The case, filed on behalf of the families of two of the deceased, Yasser Al-Zahrani of Saudi Arabia and Salah Ali Abdullah Ahmed Al-Salami of Yemen, charged the government and 24 federal officials with responsibility for the men’s abuse, wrongful detention and ultimate deaths. Earlier this year, the court granted the defendants’ motion to dismiss the case, holding that national security considerations prevented the court from hearing the families’ claims.
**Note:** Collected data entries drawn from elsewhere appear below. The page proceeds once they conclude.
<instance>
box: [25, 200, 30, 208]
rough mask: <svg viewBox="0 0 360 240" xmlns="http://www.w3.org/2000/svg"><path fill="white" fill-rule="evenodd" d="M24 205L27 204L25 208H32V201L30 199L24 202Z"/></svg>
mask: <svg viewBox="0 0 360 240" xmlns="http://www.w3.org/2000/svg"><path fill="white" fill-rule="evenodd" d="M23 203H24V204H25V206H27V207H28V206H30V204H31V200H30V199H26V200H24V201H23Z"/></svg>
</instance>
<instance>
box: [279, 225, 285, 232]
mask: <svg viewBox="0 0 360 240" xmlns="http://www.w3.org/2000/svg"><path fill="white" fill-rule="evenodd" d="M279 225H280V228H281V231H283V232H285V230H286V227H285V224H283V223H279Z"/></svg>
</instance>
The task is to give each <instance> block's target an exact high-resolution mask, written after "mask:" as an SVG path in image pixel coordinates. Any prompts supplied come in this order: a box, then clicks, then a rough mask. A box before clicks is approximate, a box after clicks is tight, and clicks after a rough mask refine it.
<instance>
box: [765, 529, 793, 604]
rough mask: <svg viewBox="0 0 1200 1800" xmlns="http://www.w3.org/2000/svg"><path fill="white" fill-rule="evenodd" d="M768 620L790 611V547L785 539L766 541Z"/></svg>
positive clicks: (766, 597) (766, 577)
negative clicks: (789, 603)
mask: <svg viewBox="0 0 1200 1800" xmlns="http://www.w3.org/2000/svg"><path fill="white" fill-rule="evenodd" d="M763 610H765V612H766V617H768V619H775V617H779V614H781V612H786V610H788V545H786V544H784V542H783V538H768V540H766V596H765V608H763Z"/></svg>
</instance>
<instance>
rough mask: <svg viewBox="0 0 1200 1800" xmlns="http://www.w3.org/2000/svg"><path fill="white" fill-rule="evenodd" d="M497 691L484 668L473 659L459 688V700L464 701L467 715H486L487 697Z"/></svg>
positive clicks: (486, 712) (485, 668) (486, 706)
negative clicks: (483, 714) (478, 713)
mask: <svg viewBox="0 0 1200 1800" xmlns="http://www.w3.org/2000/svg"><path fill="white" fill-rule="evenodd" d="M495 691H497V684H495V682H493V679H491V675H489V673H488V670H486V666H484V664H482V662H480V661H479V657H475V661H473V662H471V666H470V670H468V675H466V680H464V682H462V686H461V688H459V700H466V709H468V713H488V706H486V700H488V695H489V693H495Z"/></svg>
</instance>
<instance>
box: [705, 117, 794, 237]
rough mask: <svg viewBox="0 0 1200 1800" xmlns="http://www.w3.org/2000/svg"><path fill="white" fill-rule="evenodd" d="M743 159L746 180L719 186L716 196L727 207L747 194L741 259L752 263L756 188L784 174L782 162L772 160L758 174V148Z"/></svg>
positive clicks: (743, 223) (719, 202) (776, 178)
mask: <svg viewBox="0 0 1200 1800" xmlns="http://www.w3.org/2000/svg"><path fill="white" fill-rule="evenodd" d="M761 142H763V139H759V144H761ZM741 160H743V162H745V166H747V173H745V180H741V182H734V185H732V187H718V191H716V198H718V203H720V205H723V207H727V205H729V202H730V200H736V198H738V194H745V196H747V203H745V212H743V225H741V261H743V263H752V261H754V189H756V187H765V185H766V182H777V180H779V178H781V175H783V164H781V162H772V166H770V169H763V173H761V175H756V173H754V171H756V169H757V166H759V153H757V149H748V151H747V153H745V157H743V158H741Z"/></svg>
Following the dismissal, the families filed a motion for reconsideration on the basis of the evidence from the soldiers, as reported by Scott Horton in Harper’s Magazine in January 2010, arguing that the new facts compelled the court to reopen the case.
While noting that “‘it is, as plaintiffs argue, ‘disturb[ing]’ that defendants allegedly ‘fought to keep secret virtually all information concerning the cause and circumstances of Al-Zahrani and Al-Salami’s deaths’ and that ‘details of an elaborate, high-level cover-up of likely homicide at a ‘black site’ at Guantanamo’ are now emerging,’” the court’s decision today held that national security considerations still bar it from considering the families’ claims, and that the defendants’ alleged involvement in the murder of Al-Zahrani and Al-Salami was still within the scope of their employment.
Obama, of course, would say that he had to support this cover up to protect the spooks in the field.
But consider the change we’ve made? The last Administration conducted cover-ups by claiming that it was in the job description of top employees to out CIA spies. Now, the President conducts cover-ups in the name of protecting CIA spies by holding that murder is within the job description of spooks and soldiers. Hope! Change!
(Thanks for all the advice on Scotch the other night–I hope to put that advice to good use.)